I didn’t know anyone with DS and I don’t even think I had ever seen anyone with DS!  That led to my belief when Alice was born that I was totally alone.  I thought I would be raising her with no guidebooks because, in my mind at the time, DS was so rare!  (I had NO idea how common it actually is.)

I felt shame at first.  I felt like I had produced an “imperfect” baby.  I worried about people’s reactions and I worried that they would feel bad for me.  I didn’t want anyone to feel bad for me or to give a response of “I’m sorry.”  I just wanted people to congratulate me because, at the end of the day, DS or not, I had just had a very much wanted baby.
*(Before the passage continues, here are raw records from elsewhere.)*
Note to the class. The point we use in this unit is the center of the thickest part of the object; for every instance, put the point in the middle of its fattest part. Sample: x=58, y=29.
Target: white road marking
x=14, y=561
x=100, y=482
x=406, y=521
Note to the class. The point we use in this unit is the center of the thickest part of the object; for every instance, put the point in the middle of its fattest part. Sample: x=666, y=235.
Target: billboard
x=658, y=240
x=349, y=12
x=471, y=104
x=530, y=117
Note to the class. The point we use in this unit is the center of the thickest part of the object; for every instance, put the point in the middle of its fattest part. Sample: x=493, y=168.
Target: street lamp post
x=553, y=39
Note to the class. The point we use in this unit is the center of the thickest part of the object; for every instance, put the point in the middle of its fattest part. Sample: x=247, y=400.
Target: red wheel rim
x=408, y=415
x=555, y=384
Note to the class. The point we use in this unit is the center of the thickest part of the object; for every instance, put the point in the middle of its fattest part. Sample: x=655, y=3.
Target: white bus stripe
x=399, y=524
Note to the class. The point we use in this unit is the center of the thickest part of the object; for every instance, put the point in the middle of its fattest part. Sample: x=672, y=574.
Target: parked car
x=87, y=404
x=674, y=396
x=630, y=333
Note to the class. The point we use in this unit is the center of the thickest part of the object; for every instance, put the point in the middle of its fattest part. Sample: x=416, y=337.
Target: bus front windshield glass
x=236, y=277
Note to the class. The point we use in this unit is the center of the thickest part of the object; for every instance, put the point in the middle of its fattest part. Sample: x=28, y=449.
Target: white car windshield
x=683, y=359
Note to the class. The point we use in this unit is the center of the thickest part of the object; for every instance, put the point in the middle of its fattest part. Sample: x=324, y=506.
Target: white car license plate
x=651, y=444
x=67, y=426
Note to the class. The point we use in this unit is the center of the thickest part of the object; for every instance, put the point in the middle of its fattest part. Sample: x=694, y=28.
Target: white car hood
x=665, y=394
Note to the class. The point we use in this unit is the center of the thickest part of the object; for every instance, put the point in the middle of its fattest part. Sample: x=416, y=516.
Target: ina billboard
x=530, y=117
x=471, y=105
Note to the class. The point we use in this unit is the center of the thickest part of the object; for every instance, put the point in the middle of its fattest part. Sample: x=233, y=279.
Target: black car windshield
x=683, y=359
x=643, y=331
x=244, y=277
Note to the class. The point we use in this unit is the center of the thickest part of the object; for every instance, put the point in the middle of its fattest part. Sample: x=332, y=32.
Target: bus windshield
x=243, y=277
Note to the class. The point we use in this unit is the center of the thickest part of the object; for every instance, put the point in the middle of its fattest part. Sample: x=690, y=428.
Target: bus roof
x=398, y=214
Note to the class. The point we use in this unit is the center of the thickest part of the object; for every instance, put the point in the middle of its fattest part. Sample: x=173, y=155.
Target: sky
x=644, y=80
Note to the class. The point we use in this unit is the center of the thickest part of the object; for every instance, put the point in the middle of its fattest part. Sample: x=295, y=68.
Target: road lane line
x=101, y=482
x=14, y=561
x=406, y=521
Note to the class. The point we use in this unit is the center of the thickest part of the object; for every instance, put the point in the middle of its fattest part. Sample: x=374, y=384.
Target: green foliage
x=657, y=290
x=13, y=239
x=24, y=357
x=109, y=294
I worried so much about everyone else.  I worried especially for my other daughter.  Once I stopped worrying about other people because I realized they were just fine, I began to accept her DS diagnosis.

We found out shortly after Alice’s birth that all of her health tests (hearing screen, heart scan, etc.) came back totally normal.  Today, at 7 months old, she still has zero health issues.

My pregnancy with Lucy was so rough!  I had nausea and vomiting almost the whole time.  Horrible migraines.  Backache like you would not believe.  Swollen legs and ankles.  I also felt Lucy move so much from 21 weeks on.  She would keep me up at night with all of her acrobatics.  My pregnancy with Alice, on the other hand, was pretty easy.  I had a little nausea at the beginning (I threw up a few times), but nothing too bad.  I also had heartburn, which I hadn’t experienced with Lucy.  I also noticed that when I was pregnant with Alice, I didn’t feel her move nearly as much as I had with Lucy.  I asked my doctor about that, and she said it was because the placenta was in the front (and it had been in the back with Lucy).  I now realize that this was actually because babies with DS typically don’t move as much in the womb because they have low muscle tone.

The birth experience was different this time around.  I had a vaginal birth with my first daughter, Lucy.  I had to be induced because she was so late (41 weeks) and the labor lasted 25 hours.  With Alice, my doctor discovered when I was 36 weeks pregnant that she was breech (feet first).  She told me that if Alice didn’t turn by my due date, I would have to have a C-section.  One week before my due date, I went into labor on my own and had to have a quick C-section because the doctors did not want her to get into the birth canal while she was breech.  The C-section itself was super quick and easy.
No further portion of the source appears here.